Suze Orman recently penned a column detailing the inequities between heterosexual couples and same-sex couples when it comes to federal benefits. Inequities that, hopefully, will be corrected when the Supreme Court hears cases related to DOMA this spring.
Speaking on her own relationship with her partner, Kathy Travis, Orman writes:
If the federal government recognized same-sex marriage, then when one of us dies our assets would seamlessly transfer free of tax to the survivor. That's a basic right that every heterosexual married couple has.

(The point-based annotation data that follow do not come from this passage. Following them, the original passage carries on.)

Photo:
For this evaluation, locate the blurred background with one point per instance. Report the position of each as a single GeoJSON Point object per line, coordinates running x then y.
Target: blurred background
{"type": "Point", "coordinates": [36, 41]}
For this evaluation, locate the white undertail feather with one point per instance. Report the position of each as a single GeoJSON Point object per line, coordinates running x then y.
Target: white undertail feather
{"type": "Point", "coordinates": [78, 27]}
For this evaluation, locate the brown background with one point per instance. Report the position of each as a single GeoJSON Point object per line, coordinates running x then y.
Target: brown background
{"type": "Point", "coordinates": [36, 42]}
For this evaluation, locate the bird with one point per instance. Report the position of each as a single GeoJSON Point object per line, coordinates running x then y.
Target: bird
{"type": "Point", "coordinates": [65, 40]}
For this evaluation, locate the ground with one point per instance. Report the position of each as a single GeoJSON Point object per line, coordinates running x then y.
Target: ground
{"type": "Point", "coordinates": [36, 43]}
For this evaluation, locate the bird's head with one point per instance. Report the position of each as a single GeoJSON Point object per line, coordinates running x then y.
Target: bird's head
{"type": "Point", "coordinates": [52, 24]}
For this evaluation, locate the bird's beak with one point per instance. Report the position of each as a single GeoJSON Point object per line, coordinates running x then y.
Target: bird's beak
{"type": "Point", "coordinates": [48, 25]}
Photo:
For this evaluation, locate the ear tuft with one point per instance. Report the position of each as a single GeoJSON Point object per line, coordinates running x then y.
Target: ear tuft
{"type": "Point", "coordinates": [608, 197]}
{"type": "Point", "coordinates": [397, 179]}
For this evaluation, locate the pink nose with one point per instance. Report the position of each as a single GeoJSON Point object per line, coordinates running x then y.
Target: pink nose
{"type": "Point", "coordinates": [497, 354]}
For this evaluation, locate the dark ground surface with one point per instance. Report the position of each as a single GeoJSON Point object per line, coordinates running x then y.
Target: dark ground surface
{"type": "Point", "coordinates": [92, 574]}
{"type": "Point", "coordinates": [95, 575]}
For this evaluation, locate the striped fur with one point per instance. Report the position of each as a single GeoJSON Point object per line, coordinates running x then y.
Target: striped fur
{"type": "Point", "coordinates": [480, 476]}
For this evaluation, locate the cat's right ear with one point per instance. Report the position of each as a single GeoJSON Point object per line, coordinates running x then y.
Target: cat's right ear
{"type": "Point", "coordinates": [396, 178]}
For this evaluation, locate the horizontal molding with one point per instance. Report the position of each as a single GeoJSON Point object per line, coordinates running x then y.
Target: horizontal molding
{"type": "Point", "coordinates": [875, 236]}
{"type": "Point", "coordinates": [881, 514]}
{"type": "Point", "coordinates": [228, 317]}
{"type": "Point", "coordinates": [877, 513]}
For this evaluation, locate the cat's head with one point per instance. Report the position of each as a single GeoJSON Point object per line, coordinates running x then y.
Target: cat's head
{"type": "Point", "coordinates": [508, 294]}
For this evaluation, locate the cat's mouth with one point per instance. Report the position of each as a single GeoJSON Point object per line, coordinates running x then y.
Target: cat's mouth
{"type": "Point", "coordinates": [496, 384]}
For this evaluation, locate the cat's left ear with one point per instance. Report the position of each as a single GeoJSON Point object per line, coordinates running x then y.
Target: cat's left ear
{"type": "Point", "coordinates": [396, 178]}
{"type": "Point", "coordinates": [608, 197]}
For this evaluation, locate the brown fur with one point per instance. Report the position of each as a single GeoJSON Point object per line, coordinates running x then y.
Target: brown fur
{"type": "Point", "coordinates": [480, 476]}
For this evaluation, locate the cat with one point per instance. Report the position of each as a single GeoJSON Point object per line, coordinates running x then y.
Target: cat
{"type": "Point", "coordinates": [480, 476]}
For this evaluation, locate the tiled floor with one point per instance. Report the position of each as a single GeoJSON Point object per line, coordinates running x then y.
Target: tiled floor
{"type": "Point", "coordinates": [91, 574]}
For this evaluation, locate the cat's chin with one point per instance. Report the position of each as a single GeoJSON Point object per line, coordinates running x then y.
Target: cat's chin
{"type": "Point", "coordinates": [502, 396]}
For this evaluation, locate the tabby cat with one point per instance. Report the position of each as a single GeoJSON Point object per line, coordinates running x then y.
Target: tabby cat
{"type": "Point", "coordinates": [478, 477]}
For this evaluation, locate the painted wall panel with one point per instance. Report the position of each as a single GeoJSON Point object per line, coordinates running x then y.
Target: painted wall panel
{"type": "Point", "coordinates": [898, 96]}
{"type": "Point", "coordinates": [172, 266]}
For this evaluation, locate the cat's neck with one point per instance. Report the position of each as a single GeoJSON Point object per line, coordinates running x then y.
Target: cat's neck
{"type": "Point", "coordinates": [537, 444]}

But because there is no federal recognition of same-sex marriage, if I die first, or vice versa, before either of us can inherit what is now jointly our assets, there would be a federal estate tax bill that one of us would currently have to pay. Again, to be clear: If we were a heterosexual married couple, there would be no estate tax regardless of the size of the estate or who died first.
Orman goes on to detail other issues, specifically with Social Security:
Married heterosexual couples can maximize their Social Security retirement benefits by taking advantage of the highest-earner's benefit. When both spouses are alive, the lower earner can opt to collect a monthly benefit check that is equal to 50% of his or her spouse's benefit. For many married couples, that 50% spousal benefit is often much higher than what the lower-wage-earning spouse could collect based on his or her own earnings record. Most important, when the high earner dies, the surviving spouse is allowed to collect 100% of the deceased's higher benefit.
Because same-sex marriages aren't recognized on the federal level, gay and lesbian couples are not eligible for Social Security spousal benefits. The lower earner cannot claim any benefits based on the higher earner's benefit. A heterosexual couple married for just a few months is able to collect a federal benefit that same-sex couples who have been together for decades can't.
And finally, on health insurance, Orman details that the current regulations are costing same-sex couples nearly $200 million in additional costs and employers nearly $60 million.
Health insurance is another area of severe federal financial discrimination against gay couples. I am so glad to see more employers extending health insurance benefits to same-sex partners. But because same-sex couples are not considered legally married under the eyes of the federal government, the dollar value of the health coverage is considered taxable income.
A 2007 study estimated that this gay health insurance penalty costs same-sex couples an aggregate $178 million ($1,069 per household), while employers paid an additional $57 million in payroll tax on that taxable income. No heterosexual married couple or their employers pay that penalty.